Robot probe comet might have life on
Paris – Astronomers have put forward an explanation for the strange appearance of the comet which is carrying Europe’s robot probe Philae through outer space – namely alien microscopic life.
Many of the frozen dust ball’s features were “consistent” with the presence of microbes, they said.
“Observations by the European Space Agency’s Rosetta comet orbiter, has shown that 67P/Churyumov-Gerasimenko supports geological processes,” Max Wallis of the University of Cardiff said in a statement issued by the Royal Astronomical Society (RAS).
In fact, the comet racing towards the Sun at a speed of 32.9km/s “could be more hospitable to micro-life than our Arctic and Antarctic regions”.

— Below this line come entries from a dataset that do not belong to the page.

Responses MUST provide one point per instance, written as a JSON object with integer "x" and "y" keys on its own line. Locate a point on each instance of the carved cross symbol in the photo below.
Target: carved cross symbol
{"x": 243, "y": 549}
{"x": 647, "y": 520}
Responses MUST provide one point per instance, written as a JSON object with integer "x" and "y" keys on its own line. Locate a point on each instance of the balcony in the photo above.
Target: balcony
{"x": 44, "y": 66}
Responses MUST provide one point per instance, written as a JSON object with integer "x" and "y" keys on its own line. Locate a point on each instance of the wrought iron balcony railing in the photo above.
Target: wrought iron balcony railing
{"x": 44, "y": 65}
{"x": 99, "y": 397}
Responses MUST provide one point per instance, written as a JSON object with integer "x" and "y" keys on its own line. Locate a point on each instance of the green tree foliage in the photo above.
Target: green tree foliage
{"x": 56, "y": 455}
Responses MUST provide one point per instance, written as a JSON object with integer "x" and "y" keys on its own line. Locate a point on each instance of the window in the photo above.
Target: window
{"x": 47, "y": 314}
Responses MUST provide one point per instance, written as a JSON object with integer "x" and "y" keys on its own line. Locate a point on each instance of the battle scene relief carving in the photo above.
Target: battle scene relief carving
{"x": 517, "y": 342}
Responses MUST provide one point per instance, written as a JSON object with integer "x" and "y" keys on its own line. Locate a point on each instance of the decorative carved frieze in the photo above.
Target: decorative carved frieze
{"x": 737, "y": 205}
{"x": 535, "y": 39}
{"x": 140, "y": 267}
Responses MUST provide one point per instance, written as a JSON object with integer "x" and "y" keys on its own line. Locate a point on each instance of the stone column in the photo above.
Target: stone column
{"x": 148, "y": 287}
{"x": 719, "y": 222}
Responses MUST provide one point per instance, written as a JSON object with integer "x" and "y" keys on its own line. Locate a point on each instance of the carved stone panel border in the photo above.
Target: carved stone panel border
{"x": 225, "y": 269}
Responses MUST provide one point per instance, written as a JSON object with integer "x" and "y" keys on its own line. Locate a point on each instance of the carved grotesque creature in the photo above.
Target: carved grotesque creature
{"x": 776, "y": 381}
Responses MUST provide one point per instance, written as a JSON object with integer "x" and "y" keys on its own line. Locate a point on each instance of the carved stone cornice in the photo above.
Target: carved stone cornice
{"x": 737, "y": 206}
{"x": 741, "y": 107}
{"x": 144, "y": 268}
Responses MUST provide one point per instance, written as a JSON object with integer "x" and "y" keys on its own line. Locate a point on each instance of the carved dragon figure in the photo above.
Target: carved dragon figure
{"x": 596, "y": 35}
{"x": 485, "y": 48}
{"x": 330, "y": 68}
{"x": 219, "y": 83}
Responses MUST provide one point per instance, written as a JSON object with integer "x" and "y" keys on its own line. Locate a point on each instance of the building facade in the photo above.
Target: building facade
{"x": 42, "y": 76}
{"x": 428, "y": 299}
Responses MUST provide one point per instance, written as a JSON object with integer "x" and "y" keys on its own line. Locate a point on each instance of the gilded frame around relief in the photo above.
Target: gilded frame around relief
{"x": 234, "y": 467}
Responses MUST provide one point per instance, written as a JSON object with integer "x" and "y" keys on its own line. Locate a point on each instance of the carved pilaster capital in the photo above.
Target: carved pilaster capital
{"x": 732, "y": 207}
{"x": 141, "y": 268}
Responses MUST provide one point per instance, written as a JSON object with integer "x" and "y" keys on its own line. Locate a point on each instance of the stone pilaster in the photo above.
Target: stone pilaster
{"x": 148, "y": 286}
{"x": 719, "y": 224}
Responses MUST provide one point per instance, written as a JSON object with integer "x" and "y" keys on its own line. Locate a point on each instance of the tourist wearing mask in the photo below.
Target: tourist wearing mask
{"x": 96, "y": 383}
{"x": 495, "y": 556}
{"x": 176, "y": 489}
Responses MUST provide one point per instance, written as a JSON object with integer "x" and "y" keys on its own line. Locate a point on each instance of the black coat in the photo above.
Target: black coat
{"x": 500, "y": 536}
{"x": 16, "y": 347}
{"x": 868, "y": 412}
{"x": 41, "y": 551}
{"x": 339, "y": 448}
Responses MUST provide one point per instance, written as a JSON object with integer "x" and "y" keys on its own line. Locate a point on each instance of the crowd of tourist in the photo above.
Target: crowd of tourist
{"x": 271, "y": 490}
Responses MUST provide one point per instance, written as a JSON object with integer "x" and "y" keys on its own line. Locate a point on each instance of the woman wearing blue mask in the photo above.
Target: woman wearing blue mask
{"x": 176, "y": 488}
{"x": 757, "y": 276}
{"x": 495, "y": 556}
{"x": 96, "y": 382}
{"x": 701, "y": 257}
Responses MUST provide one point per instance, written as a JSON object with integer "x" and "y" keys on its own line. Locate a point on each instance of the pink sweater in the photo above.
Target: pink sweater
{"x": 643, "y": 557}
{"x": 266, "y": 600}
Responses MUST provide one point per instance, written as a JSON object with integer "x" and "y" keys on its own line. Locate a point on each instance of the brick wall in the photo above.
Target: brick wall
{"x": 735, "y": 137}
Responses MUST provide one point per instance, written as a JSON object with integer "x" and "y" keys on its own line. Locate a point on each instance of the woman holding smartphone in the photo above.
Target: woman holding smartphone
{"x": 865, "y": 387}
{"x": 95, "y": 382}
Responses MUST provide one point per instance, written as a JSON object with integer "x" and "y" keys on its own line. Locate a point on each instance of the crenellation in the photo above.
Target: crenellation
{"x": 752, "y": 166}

Wallis and his colleague Chandra Wickramasinghe of the Buckingham Centre for Astrobiology, presented their theory to a meeting of the RAS in Llandudno, Wales, yesterday.
They pointed to Rosetta’s detection of complex organic material giving the comet its surprisingly super-dark and low-reflecting surface, as “evidence for life”.
Wickramasinghe said 67P’s gas ejections started “at distances from the Sun too far away to trigger surface sublimation”.
This implied that micro-organisms under the comet’s surface had been “building pockets of high pressure gases that crack overlying ice and vent organic particles”, he said by e-mail.
Observed features “are all consistent with a mixture of ice and organic material that consolidate under the Sun’s warming during the comet’s orbiting in space, when active micro-organisms can be supported”, said the statement.
Micro-organisms could use liquid water to colonise the comet – infi ltrating cracks in the ice and “snow” during warmer periods when the cosmic wanderer is nearer to the Sun, the duo said.
“Organisms containing antisalts are particularly good at adapting to these conditions and some could be active at temperatures as low as -400°C.”
Sunlit areas of the comet already approached this temperature last September, when it was about 500 million km from the Sun, and emitting weak jets of gas.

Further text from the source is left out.